L'astreinte même non dérangée n'est pas reposante

L'astreinte ne permet pas un repos d'aussi bonne qualité qu'une véritable coupure, qu'elle soit dérangée ou non. Et les conséquences physiologiques sont les mêmes que celles d'un manque de sommeil : déficit de l'attention, erreurs, etc.

En outre, une nuit ou un week-end d'astreinte est généralement suivi d'une journée de travail normale, aboutissant ainsi à un stress et une fatigue chronique.

D'autres paramètres, notamment l'âge, le sexe, le tempérament, les comorbidités, influencent la réponse individuelle au manque de sommeil, en particulier d'un sommeil haché, que tolèrent mieux les jeunes par exemple.

« Tout va bien »

Les auteurs observent aussi que d'après plusieurs études, les premiers concernés sous-estiment les effets que la fatigue a ou peut avoir sur les soins qu'ils prodiguent. Ils reconnaissent tout de même qu'ils peuvent dévier des bonnes pratiques lorsqu'ils sont fatigués.

En outre, de manière culturelle, le soignant est « infatigable », sa motivation suffit à sa résistance à la fatigue, celle-ci étant même la marque honorifique et louable d'un travail éprouvant. Le manque de sommeil est apprécié comme un signe de dévouement, d'ambition, d'endurance…

Aujourd'hui toutefois, la charge excessive de travail est identifiée comme un facteur de burn-out et d'idéations suicidaires chez les vétérinaires et plus largement les soignants, et être soulagé de cette surcharge ressort comme un souhait exprimé. Le dilemme est ainsi de préserver la santé mentale et physique des praticiens, et garantir une bonne qualité de soins aux animaux, tout en apportant la disponibilité nécessaire pour offrir ces soins.

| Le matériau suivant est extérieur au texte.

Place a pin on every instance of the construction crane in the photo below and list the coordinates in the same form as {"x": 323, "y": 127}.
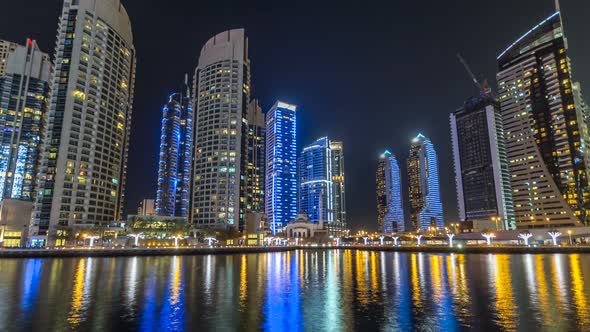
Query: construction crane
{"x": 473, "y": 78}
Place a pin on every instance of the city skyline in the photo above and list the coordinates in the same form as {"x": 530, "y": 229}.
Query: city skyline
{"x": 357, "y": 216}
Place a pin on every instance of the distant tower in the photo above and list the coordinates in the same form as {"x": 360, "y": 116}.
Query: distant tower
{"x": 546, "y": 129}
{"x": 390, "y": 213}
{"x": 176, "y": 150}
{"x": 24, "y": 89}
{"x": 425, "y": 202}
{"x": 281, "y": 165}
{"x": 84, "y": 158}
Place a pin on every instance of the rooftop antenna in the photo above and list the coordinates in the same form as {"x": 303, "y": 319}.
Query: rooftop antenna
{"x": 475, "y": 81}
{"x": 558, "y": 9}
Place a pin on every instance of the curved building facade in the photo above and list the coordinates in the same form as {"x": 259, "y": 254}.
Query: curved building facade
{"x": 222, "y": 94}
{"x": 84, "y": 158}
{"x": 176, "y": 150}
{"x": 390, "y": 212}
{"x": 425, "y": 202}
{"x": 546, "y": 130}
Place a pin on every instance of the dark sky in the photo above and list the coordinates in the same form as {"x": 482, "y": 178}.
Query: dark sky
{"x": 370, "y": 73}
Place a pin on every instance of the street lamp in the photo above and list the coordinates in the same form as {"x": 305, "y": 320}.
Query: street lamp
{"x": 176, "y": 238}
{"x": 554, "y": 235}
{"x": 419, "y": 238}
{"x": 91, "y": 238}
{"x": 136, "y": 237}
{"x": 489, "y": 237}
{"x": 450, "y": 236}
{"x": 525, "y": 237}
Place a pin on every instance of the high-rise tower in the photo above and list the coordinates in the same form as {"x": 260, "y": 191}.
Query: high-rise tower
{"x": 425, "y": 202}
{"x": 222, "y": 93}
{"x": 321, "y": 180}
{"x": 481, "y": 165}
{"x": 176, "y": 150}
{"x": 546, "y": 130}
{"x": 24, "y": 89}
{"x": 84, "y": 158}
{"x": 256, "y": 158}
{"x": 390, "y": 213}
{"x": 281, "y": 165}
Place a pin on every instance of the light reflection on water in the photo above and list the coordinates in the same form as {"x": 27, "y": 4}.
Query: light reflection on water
{"x": 297, "y": 291}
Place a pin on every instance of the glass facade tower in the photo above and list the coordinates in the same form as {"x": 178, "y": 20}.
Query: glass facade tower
{"x": 84, "y": 159}
{"x": 176, "y": 150}
{"x": 281, "y": 166}
{"x": 481, "y": 165}
{"x": 390, "y": 212}
{"x": 546, "y": 130}
{"x": 222, "y": 94}
{"x": 425, "y": 203}
{"x": 321, "y": 177}
{"x": 24, "y": 89}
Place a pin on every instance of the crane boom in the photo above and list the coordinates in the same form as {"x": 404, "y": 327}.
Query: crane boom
{"x": 475, "y": 81}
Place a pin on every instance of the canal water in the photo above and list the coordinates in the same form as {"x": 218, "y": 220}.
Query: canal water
{"x": 305, "y": 290}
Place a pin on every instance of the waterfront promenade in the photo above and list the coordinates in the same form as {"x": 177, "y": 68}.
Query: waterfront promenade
{"x": 229, "y": 250}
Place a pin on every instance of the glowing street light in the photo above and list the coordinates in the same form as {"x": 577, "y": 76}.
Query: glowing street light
{"x": 450, "y": 236}
{"x": 525, "y": 237}
{"x": 419, "y": 238}
{"x": 176, "y": 238}
{"x": 210, "y": 240}
{"x": 554, "y": 235}
{"x": 136, "y": 238}
{"x": 489, "y": 237}
{"x": 91, "y": 238}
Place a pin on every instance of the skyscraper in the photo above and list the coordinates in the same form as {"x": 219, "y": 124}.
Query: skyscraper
{"x": 256, "y": 158}
{"x": 176, "y": 151}
{"x": 84, "y": 158}
{"x": 24, "y": 89}
{"x": 281, "y": 165}
{"x": 6, "y": 48}
{"x": 481, "y": 165}
{"x": 545, "y": 124}
{"x": 222, "y": 92}
{"x": 425, "y": 202}
{"x": 321, "y": 177}
{"x": 390, "y": 212}
{"x": 339, "y": 182}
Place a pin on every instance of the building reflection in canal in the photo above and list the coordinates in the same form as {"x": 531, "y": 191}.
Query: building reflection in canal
{"x": 328, "y": 290}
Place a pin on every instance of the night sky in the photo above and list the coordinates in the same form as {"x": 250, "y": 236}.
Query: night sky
{"x": 370, "y": 73}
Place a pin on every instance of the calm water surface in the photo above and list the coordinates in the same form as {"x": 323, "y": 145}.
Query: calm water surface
{"x": 337, "y": 290}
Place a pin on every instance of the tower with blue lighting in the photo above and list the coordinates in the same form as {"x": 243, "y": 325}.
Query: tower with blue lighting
{"x": 425, "y": 202}
{"x": 390, "y": 212}
{"x": 321, "y": 178}
{"x": 281, "y": 165}
{"x": 174, "y": 167}
{"x": 24, "y": 89}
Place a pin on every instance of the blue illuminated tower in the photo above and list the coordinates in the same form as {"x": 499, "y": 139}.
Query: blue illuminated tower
{"x": 390, "y": 212}
{"x": 281, "y": 165}
{"x": 24, "y": 89}
{"x": 174, "y": 168}
{"x": 425, "y": 202}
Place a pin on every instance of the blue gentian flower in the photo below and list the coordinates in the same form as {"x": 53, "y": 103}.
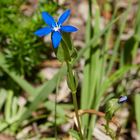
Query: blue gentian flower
{"x": 122, "y": 99}
{"x": 56, "y": 28}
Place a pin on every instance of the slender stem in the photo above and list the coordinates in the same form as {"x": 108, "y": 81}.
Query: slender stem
{"x": 74, "y": 98}
{"x": 76, "y": 113}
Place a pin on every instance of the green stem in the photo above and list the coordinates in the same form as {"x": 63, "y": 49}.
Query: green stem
{"x": 76, "y": 113}
{"x": 73, "y": 89}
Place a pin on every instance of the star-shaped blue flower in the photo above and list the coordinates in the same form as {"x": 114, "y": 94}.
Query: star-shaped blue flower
{"x": 56, "y": 28}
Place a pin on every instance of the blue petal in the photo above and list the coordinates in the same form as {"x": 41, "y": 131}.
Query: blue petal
{"x": 43, "y": 31}
{"x": 63, "y": 17}
{"x": 48, "y": 19}
{"x": 56, "y": 38}
{"x": 68, "y": 28}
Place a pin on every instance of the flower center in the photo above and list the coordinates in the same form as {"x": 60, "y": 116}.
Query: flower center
{"x": 56, "y": 28}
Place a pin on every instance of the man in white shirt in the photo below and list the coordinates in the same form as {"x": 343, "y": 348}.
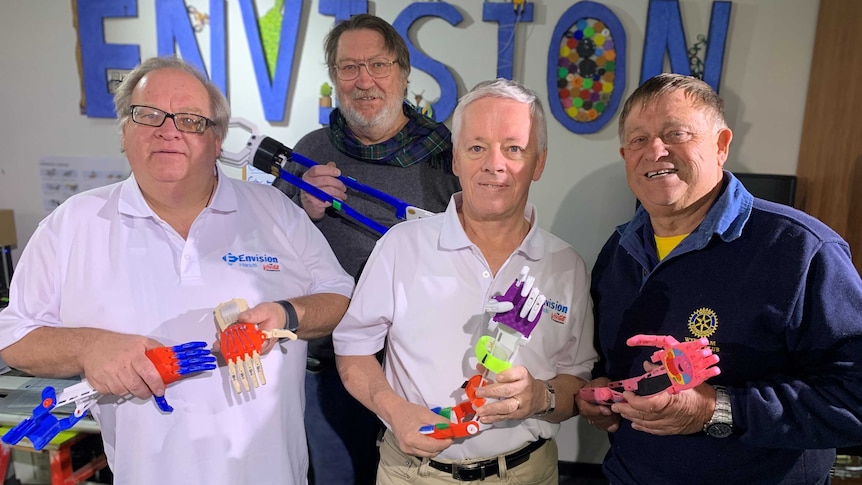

Exploiter son temps personnel à bon escient

Selon les auteurs, il convient d'accorder du temps libre (privé) aux vétérinaires praticiens, sous réserve toutefois qu'ils le mettent à profit pour se reposer (et non pour étudier par exemple, s'agissant des résidents visant une spécialisation).

Il n'existe pas de recommandations précises concernant l'organisation du temps de travail des vétérinaires. Partant de leurs observations, notamment sur ce qui se pratique dans d'autres professions où les erreurs humaines sont à haut risque comme les pilotes d'avion, les auteurs proposent une organisation du travail qui préserve au mieux la qualité de sommeil : employer une équipe de nuit ou des urgentistes, considérer l'astreinte comme du temps de travail dans l'élaboration des plannings, limiter les astreintes à 3 nuits de suite, ne pas prévoir une chirurgie lourde après une nuit de garde… Les mesures prises sont évidemment adaptées au cas particulier et aux contraintes propres de la clinique et de ses équipes, y compris en termes de rentabilité et de possibilité de mutualiser les ressources entre cliniques voisines.

Selon le rapport de l'Institut de médecine américain, il est recommandé, entre autres, de :

  • Limiter la durée de travail à 12 à 16 h consécutives au maximum,
  • Accorder un temps de repos de 10 h au minimum entre deux journées,
  • Anticiper que les urgences, fréquentes, prolongent la journée de travail,
  • Fournir un moyen de transport si le clinicien est trop fatigué pour conduire.